Automobiles can be tested again with the help of a three-member probing group when it reaches the warehouse after landing at the port, the minister said.
U Nyan Tun Aung said the ministry will take responsibility for the losses of vehicle parts while in port warehouses.
However, the port authorities said that the importers are unable to provide any documents that list the number of accessories and the original condition of the imported car.
They said the importers think that the loss of accessories occurs at the port, but the department finds the condition of imported cars don’t match the condition described in auction documents.
“There are five steps in between a ship carrying automobiles arriving at the port to giving it to the owner. When a ship docks we make take photos to record the condition of the vehicles on the ship and then send the vehicles to the warehouse. We take photos there again,” U Kyaw Myint, director general of Myanma Port Authority, said.
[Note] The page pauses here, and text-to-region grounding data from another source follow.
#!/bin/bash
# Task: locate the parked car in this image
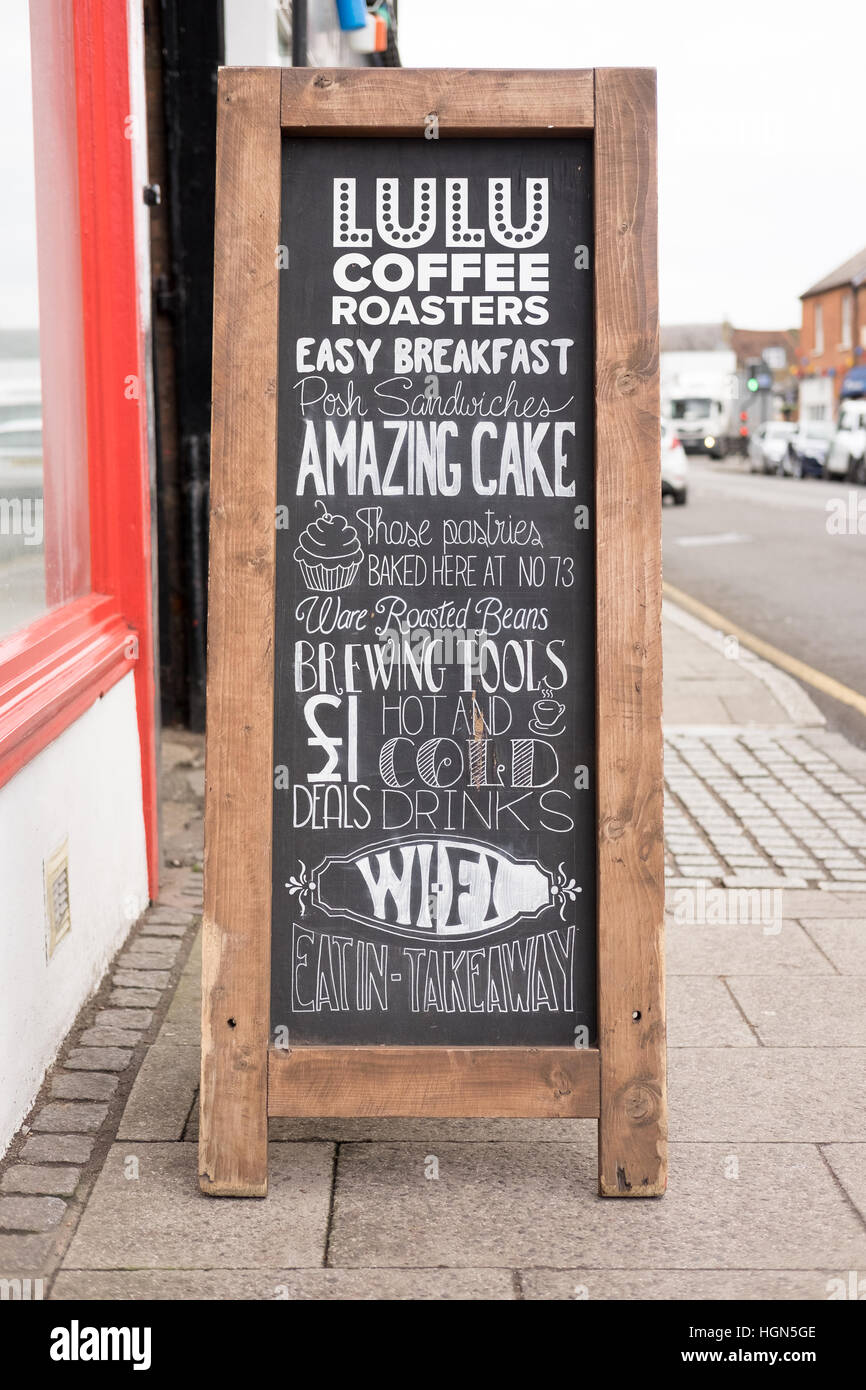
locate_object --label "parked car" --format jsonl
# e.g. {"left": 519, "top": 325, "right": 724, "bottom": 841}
{"left": 785, "top": 419, "right": 835, "bottom": 478}
{"left": 661, "top": 418, "right": 688, "bottom": 504}
{"left": 748, "top": 420, "right": 796, "bottom": 475}
{"left": 825, "top": 400, "right": 866, "bottom": 483}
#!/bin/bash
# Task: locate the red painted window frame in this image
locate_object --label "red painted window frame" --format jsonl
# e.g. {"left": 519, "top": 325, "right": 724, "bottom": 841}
{"left": 0, "top": 0, "right": 158, "bottom": 895}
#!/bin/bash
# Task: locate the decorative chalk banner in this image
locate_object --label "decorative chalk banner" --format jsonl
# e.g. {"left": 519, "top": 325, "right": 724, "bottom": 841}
{"left": 201, "top": 68, "right": 666, "bottom": 1199}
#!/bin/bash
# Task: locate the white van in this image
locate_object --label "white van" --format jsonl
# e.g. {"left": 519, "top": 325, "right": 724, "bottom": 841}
{"left": 825, "top": 400, "right": 866, "bottom": 483}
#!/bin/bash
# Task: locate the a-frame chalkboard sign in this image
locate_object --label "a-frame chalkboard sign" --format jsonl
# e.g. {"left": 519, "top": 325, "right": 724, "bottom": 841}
{"left": 200, "top": 68, "right": 666, "bottom": 1199}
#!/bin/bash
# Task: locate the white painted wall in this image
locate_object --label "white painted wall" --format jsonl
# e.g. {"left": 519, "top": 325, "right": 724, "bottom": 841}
{"left": 222, "top": 0, "right": 366, "bottom": 67}
{"left": 224, "top": 0, "right": 285, "bottom": 65}
{"left": 799, "top": 376, "right": 835, "bottom": 421}
{"left": 0, "top": 673, "right": 148, "bottom": 1154}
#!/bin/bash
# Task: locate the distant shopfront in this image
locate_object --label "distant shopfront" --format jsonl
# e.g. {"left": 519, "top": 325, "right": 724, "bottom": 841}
{"left": 841, "top": 365, "right": 866, "bottom": 400}
{"left": 799, "top": 244, "right": 866, "bottom": 417}
{"left": 798, "top": 374, "right": 835, "bottom": 421}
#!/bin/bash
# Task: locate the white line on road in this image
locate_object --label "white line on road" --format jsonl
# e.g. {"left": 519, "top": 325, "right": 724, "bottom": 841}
{"left": 674, "top": 532, "right": 753, "bottom": 548}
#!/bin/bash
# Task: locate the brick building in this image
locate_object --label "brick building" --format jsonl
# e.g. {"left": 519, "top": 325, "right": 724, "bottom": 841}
{"left": 798, "top": 245, "right": 866, "bottom": 419}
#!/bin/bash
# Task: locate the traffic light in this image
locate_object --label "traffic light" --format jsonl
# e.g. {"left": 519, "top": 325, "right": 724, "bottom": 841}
{"left": 746, "top": 359, "right": 771, "bottom": 392}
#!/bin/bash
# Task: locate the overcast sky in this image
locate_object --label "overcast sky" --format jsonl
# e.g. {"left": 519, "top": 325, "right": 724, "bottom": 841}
{"left": 401, "top": 0, "right": 866, "bottom": 329}
{"left": 2, "top": 1, "right": 864, "bottom": 333}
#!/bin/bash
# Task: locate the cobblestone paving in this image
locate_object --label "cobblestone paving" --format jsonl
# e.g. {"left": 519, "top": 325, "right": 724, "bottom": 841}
{"left": 0, "top": 867, "right": 202, "bottom": 1254}
{"left": 0, "top": 732, "right": 204, "bottom": 1269}
{"left": 4, "top": 697, "right": 866, "bottom": 1296}
{"left": 665, "top": 727, "right": 866, "bottom": 890}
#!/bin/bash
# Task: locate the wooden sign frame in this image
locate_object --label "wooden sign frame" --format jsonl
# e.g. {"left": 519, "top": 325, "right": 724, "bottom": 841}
{"left": 200, "top": 67, "right": 665, "bottom": 1199}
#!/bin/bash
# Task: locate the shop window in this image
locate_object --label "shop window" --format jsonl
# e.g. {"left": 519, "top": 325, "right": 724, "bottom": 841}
{"left": 813, "top": 304, "right": 824, "bottom": 356}
{"left": 0, "top": 0, "right": 90, "bottom": 640}
{"left": 0, "top": 0, "right": 157, "bottom": 892}
{"left": 841, "top": 293, "right": 853, "bottom": 350}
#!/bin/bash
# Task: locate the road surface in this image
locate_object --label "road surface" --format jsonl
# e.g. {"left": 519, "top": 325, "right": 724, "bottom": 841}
{"left": 662, "top": 456, "right": 866, "bottom": 747}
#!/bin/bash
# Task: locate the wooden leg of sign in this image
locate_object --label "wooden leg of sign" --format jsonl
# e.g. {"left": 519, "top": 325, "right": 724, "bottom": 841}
{"left": 199, "top": 68, "right": 282, "bottom": 1197}
{"left": 594, "top": 68, "right": 668, "bottom": 1196}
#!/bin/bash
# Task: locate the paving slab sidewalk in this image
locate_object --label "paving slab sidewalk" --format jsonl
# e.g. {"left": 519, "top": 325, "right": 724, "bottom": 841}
{"left": 2, "top": 607, "right": 865, "bottom": 1301}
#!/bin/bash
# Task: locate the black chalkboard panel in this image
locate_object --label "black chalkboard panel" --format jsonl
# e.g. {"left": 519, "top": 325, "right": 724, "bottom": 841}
{"left": 271, "top": 136, "right": 595, "bottom": 1047}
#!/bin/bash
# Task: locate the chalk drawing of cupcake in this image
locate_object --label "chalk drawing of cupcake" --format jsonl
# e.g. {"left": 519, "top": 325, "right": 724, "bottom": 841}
{"left": 294, "top": 501, "right": 364, "bottom": 592}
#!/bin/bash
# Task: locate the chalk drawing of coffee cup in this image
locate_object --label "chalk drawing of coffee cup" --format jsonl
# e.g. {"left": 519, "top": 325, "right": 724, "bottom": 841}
{"left": 529, "top": 698, "right": 566, "bottom": 737}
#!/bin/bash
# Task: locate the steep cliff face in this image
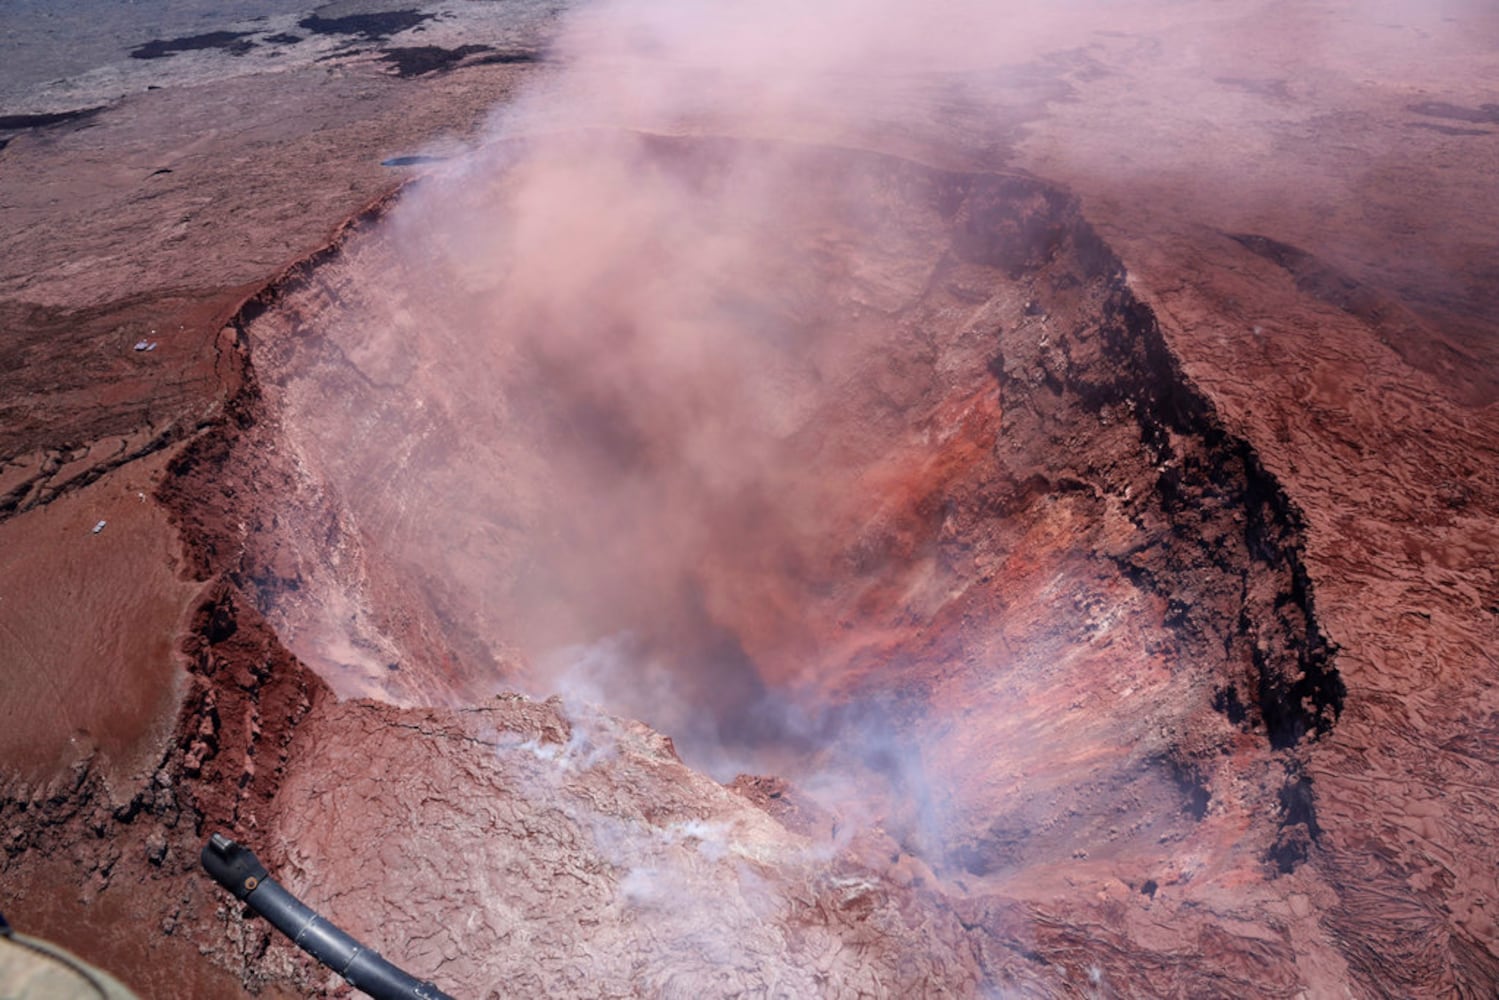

“Losses in the port is only 15 percent,” he claimed.
“The owners who pick up imported automobile should avoid stopping carelessly outside the delivery area after collecting the car and car agents should offer better services,” an official from the Internal Revenue Department said.
However Automobile Importers and Manufacturers Association Chairman U Htay Aung said 50 percent of those “lost” or “missing” cases happen at the port.
A total of 231,608 vehicles were imported from 2011 to 2013, according to the Myanmar Port Authority.